2. Davalı vekili temyiz başvuru dilekçesinde özetle; istinaf başvuru dilekçesindeki itirazlarını tekrar ederek kararın bozulmasını talep etmiştir.
C. Gerekçe
1. Uyuşmazlık ve Hukuki Nitelendirme
Uyuşmazlık, taraflar arasındaki sözleşmenin feshine ilişkin işleminin iptali ile sözleşmenin aynı koşullarda devamı, davacının bu işlem nedeniyle yoksun kaldığı reçete bedeli, 22.02.2019-03.10.2019 tarihleri arası tahakkuk ettirilen bedelin davalıdan tahsili istemine ilişkindir.
2. İlgili Hukuk
1. 6098 sayılı Türk Borçlar Kanunu'nun (6098 sayılı Kanun) 19/1 inci maddesi; ''Bir sözleşmenin türünün ve içeriğinin belirlenmesinde ve yorumlanmasında, tarafların yanlışlıkla veya gerçek amaçlarını gizlemek için kullandıkları sözcüklere bakılmaksızın, gerçek ve ortak iradeleri esas alınır.
'',
2. 6098 sayılı Kanun'un 26 ncı maddesi; ''Taraflar, bir sözleşmenin içeriğini kanunda öngörülen sınırlar içinde özgürce belirleyebilirler.
'' şeklindedir.
3. Taraflar arasında "Sosyal Güvenlik Kurumu İşitmeye Yardımcı Cihazların teminine ilişkin sözleşme" başlıklı 25/01/2018 tarihli, sorumlu müdürü Metin Eroğlu olan sözleşmenin 6.1 maddesinde; "taraflar 20 iş günü öncesinden yazılı bildirimde bulunmak şartı ile sözleşmeyi herhangi bir sebep göstermeksizin her zaman feshedebilir, sözleşmenin merkez tarafından tek taraflı olarak feshedilmesi halinde 6 ay süreyle tekrar sözleşme yapılmaz.", 6.1.3/b maddesinde "sözleşme hükümlerine göre sözleşmenin askıya alınması halinde merkezin sözleşmenin askıya alındığı tarih itibariyle reçete karşılanmaz medula sistemi kayıt ekranı kapatılır, sözleşmenin askıya alındığı süreçte karşılanan reçete bedelleri yersiz ödeme kabul edilir.
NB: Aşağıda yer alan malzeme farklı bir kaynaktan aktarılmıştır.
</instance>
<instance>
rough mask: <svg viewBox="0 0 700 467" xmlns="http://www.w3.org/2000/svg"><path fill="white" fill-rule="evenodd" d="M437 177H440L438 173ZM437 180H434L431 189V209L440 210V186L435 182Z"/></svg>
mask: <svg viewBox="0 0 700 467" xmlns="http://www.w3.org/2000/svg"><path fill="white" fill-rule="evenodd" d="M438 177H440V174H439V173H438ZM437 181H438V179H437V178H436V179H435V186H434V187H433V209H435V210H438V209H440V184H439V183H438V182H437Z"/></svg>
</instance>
Genel hükümlere göre tahsil edilir." düzenlemelerine yer verildiği anlaşılmıştır.
3.Değerlendirme
Tarafların iddia, savunma ve dayandıkları belgelere, uyuşmazlığın hukuki nitelendirilmesine ve kararda belirtilen gerekçelere göre, hukukumuzda kabul edilen sözleşme serbestliği ve ahde vefa ilkeleri gereği tarafların imzalamış oldukları sözleşme hükümleri ile bağlı oldukları, taraflar arasında düzenlenen sözleşme ve yukarıda yer verilen hukuk kuralları gereği tarafların sözleşmeyi ancak 20 iş günü öncesinde yazılı bildirimde bulunmak şartı ile feshedebileceği, davalı kurum tarafından fesih bildiriminin yazılı bildirim tarihi olan 07.10.2019 tarihinden önce 22.02.2019-03.10.2019 tarihlerinin kapsayacak şekilde yapıldığı, bu haliyle dava konusu işlemin tarafları arasındaki sözleşme hükümlerine aykırı olduğu, sözleşme hükümlerine aykırı olarak yapılan fesih işlemi sebebi ile geçmişe yönelik olarak davacıdan tahsil edilen 52.255,00 TL tutarındaki reçete bedellerinin davacıya iadesi gerektiği ve mahkemece de bu yönde hüküm kurulduğu, davacı her ne kadar feshin haksız olduğunu ve bu nedenle zarara uğradığını iddia etmişse de davalının sözleşmede yazılı fesih hakkını kullanmasının haksızlık olarak nitelendirilemeyeceği, yalnızca sözleşmede yazılı süreye uyulmaksızın Medula ekranının geçmişe dönük olarak kapatılmış olmasının doğru olmadığı, mahkemece de geçmişe yönelik bu kapatma nedeniyle davacı eczaneye tahakkuk ettirilen bedelin iadesine karar verildiği ve davacının zararının giderildiği, davalı vekili sözleşmenin devamına ilişkin talep hakkında konusuz kalma nedeniyle karar verilmesine yer olmadığına karar verilmiş olması nedeniyle ayrıca vekalet ücreti talep etmişse de, davalının sözleşmeye aykırı davranarak sözleşmede yazılı sürelere uymaksızın sözleşmeyi feshetmesi nedeniyle eldeki davanın açılmasına sebebiyet verdiği, konusuz kalan davayı açmakta davacı kusurlu olmadığından davalı lehine vekalet ücretine hükmedilemeyeceği anlaşılmakla, taraf vekillerinin temyiz itirazlarının reddi ile usul ve kanuna uygun bulunan kararın onanmasına karar vermek gerekmiştir.
VI. KARAR
Açıklanan sebeplerle;
Temyiz olunan Bölge Adliye Mahkemesi kararının 6100 sayılı Hukuk Muhakemeleri Kanunu’nun 370 inci maddesinin birinci fıkrası uyarınca ONANMASINA,
8.400 TL Yargıtay duruşması vekalet ücretinin davacıdan alınıp davalıya verilmesine,
Aşağıda yazılı bakiye temyiz harcının temyiz eden davacıya yükletilmesine,
Dosyanın İlk Derece Mahkemesine, kararın bir örneğinin Bölge Adliye Mahkemesine gönderilmesine,
16.05.2023 tarihinde oy birliğiyle karar verildi.